At the moment, it doesn't sound like Cormier's looking for any changes, On March 4, baby sister Marquita joined Daniel Jr. and his parents in San Jose. At his AKA gym, Cormier has surpassed even the loftiest expectations of his coaches, emerging from his wrestling facade as a surprisingly heavy-handed striker. Cormier has close relationships with Lawal and Strikeforce middleweight champion Luke Rockhold, who, along with another rotating teammate, call themselves "The Four Horsemen" after the popular 1980's pro wrestling alliance helmed by another Cormier favorite, Ric Flair.
"He's a leader, a helper, he has a sense of humor and likes to play pranks," said Lawal, who reunited with Cormier at AKA last year. "But when it's time to get serious and be a coach or a competitor, that switch flips."
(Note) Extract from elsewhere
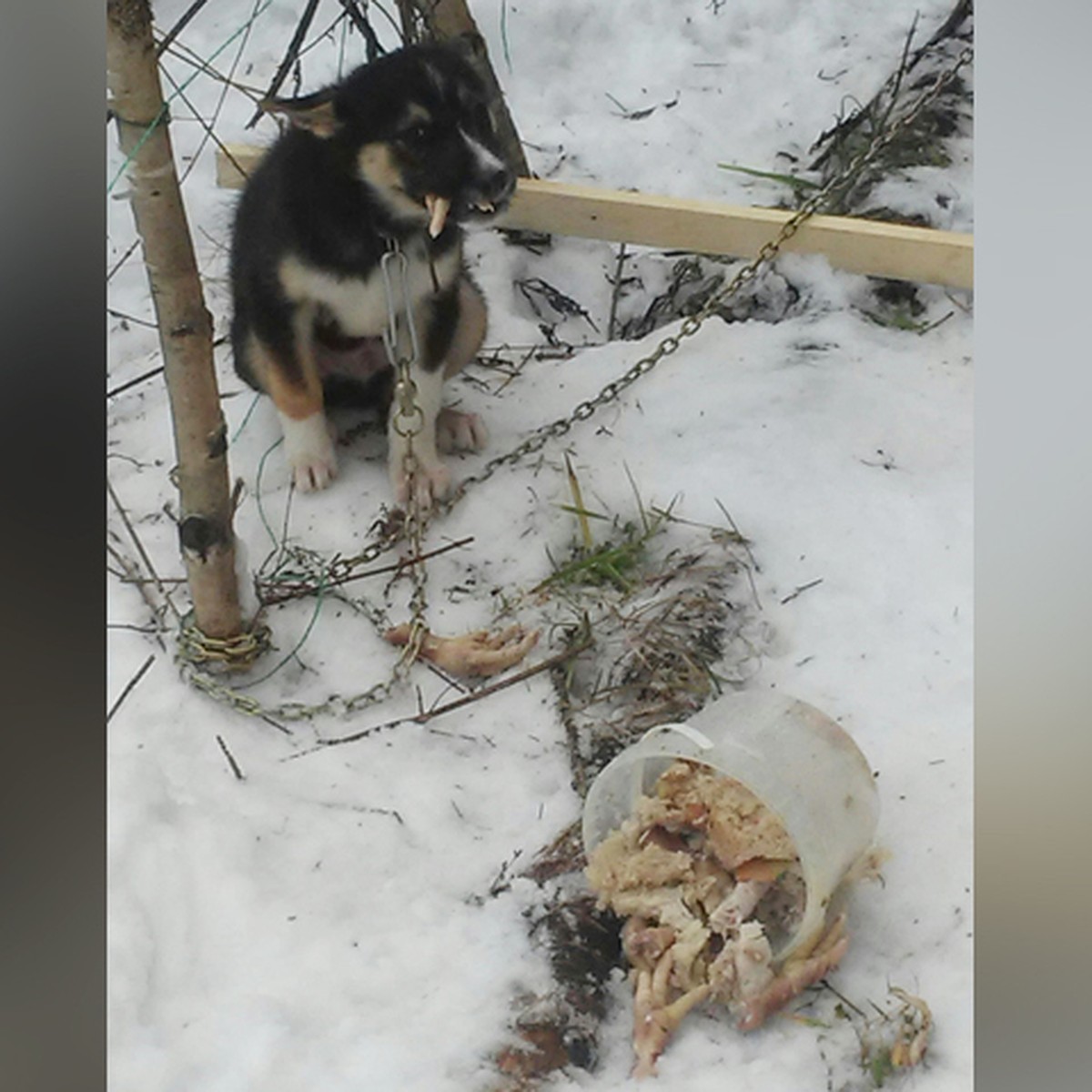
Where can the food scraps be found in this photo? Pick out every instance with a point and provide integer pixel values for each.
(710, 884)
So impenetrable is Cormier's psyche, he's hardly noticed that he'll be the David to Barnett's Goliath on Saturday. Size is an inconsequential detail when you've been conditioned to overcome and win your entire life. Like mom says, God never gives you more than you can handle.
"All the things I went through; it's what drives me nowadays. She's my motivation," said Cormier. "I compete for people who have lost with me. I think that's why I can compete as well as I have been to this point because I see things in perspective."